QU’ATTENDRE DE LA JEUNESSE CONGOLAISE ?

Les écoliers du Congo-Brazzaville

Par Dieudonné ANTOINE-GANGA

La jeunesse dans tout pays est censée être la pépinière. Elle est constituée par l’ensemble des personnes, homme et femme de la tranche d’âge de 18 à 35 ans révolus. Ce sont des jeunes qui sont soit encore au lycée, ou dans des instituts d’études supérieures et professionnelles, soit déjà dans la vie professionnelle. Enfin, ce sont des jeunes mariés ou célibataires avec enfants, sans emploi. La jeunesse est la force de de la nation. Elle forge ou crée les générations à venir.   A l’instar d’autres jeunesses, la jeunesse congolaise se cherche. Elle vogue comme un navire sans boussole.

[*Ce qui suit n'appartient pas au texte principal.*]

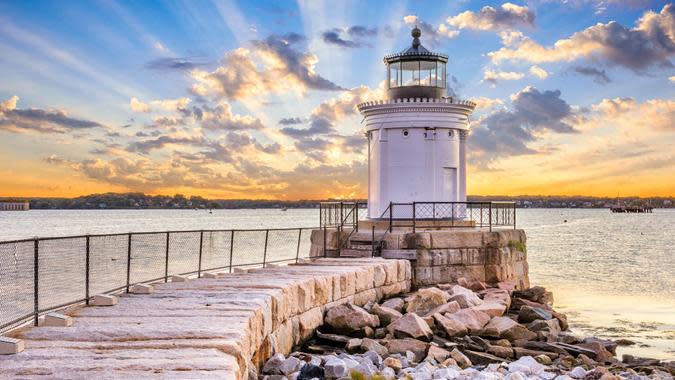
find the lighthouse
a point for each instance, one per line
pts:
(417, 136)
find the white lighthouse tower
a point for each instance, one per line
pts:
(417, 136)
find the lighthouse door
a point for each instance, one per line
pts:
(449, 185)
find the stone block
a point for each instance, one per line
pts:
(103, 300)
(57, 320)
(10, 346)
(142, 289)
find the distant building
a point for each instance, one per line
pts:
(14, 206)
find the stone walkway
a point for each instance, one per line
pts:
(204, 328)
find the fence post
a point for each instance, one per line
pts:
(166, 259)
(297, 251)
(372, 241)
(36, 281)
(414, 215)
(128, 263)
(267, 232)
(325, 254)
(201, 244)
(231, 248)
(86, 272)
(490, 216)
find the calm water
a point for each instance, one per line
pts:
(613, 274)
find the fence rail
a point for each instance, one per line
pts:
(45, 274)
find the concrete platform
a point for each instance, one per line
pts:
(204, 328)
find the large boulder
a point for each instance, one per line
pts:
(528, 314)
(474, 320)
(449, 327)
(401, 346)
(348, 318)
(411, 325)
(507, 328)
(422, 301)
(386, 314)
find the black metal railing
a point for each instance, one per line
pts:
(46, 274)
(451, 215)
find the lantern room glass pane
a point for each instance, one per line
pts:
(394, 74)
(428, 73)
(410, 71)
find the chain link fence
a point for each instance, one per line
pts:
(41, 275)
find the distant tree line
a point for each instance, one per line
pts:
(179, 201)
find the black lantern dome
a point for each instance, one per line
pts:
(416, 72)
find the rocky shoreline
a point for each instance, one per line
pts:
(467, 330)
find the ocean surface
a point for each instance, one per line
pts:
(612, 274)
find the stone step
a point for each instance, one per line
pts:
(355, 253)
(408, 254)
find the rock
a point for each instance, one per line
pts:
(437, 353)
(393, 363)
(608, 344)
(371, 345)
(528, 314)
(290, 365)
(482, 357)
(448, 307)
(507, 328)
(335, 368)
(449, 327)
(273, 364)
(543, 359)
(424, 300)
(474, 320)
(492, 309)
(527, 365)
(577, 373)
(401, 346)
(394, 303)
(460, 358)
(348, 318)
(386, 314)
(353, 345)
(411, 325)
(502, 352)
(536, 294)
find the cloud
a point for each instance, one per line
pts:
(650, 42)
(538, 72)
(290, 121)
(509, 132)
(492, 76)
(17, 120)
(508, 16)
(272, 65)
(360, 36)
(599, 76)
(173, 64)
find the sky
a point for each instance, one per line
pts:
(257, 99)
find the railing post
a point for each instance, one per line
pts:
(128, 262)
(231, 248)
(36, 281)
(414, 215)
(267, 232)
(372, 241)
(86, 271)
(201, 247)
(297, 251)
(391, 213)
(490, 216)
(166, 259)
(325, 254)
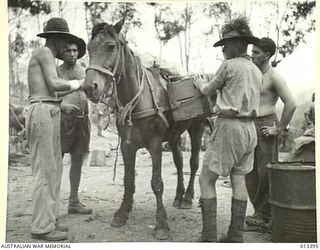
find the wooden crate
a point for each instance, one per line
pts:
(186, 101)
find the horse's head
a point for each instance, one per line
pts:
(105, 66)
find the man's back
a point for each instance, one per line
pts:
(77, 97)
(36, 79)
(270, 92)
(239, 94)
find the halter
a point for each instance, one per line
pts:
(116, 73)
(115, 77)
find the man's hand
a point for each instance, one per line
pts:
(200, 82)
(69, 108)
(270, 131)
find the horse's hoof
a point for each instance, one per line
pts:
(118, 221)
(161, 233)
(176, 203)
(186, 204)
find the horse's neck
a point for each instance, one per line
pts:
(130, 79)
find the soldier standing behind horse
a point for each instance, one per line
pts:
(268, 130)
(43, 130)
(231, 150)
(75, 123)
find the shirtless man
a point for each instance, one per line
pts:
(268, 129)
(43, 130)
(75, 124)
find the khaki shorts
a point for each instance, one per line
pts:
(231, 147)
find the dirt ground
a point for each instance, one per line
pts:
(100, 192)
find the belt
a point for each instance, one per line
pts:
(266, 117)
(81, 116)
(243, 118)
(41, 99)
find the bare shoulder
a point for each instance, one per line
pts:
(81, 70)
(43, 52)
(276, 78)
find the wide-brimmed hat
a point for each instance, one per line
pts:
(59, 26)
(237, 28)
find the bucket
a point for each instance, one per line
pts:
(186, 101)
(293, 201)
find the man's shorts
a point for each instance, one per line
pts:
(75, 134)
(231, 147)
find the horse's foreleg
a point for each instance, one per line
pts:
(195, 131)
(178, 162)
(161, 230)
(129, 156)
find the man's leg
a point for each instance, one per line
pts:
(75, 206)
(238, 209)
(208, 202)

Elle me donne l’impression d’être comme des brebis sans berger. D’autre part, elle me semble être stratifiée et catégorisée en trois parties : la jeunesse privilégiée, la jeunesse entreprenante et la jeunesse marginalisée (la jeunesse lambda).

A/ La jeunesse privilégiée.

Au Congo, c’est celle des jeunes qui sont nés des parents aisés ou des parents assumant des fonctions politiques. Ce sont des fils à papa, des filles à maman qui sont censés être nés avec des cuillères en or ou en argent à la bouche. Ils auraient du sang bleu dans les veines. Toutes les portes leur sont ouvertes. Ils n’ont qu’à tendre la main pour prendre le fruit déjà mûr et s’extasier. Parmi eux, l’on compte de nouveaux riches, des ministres, des parlementaires, des conseillers, dont certains, grâce à leur label paternel, sont ‘’pistonnés’’ pour assumer telle ou telle autre fonction. La vie leur est facile.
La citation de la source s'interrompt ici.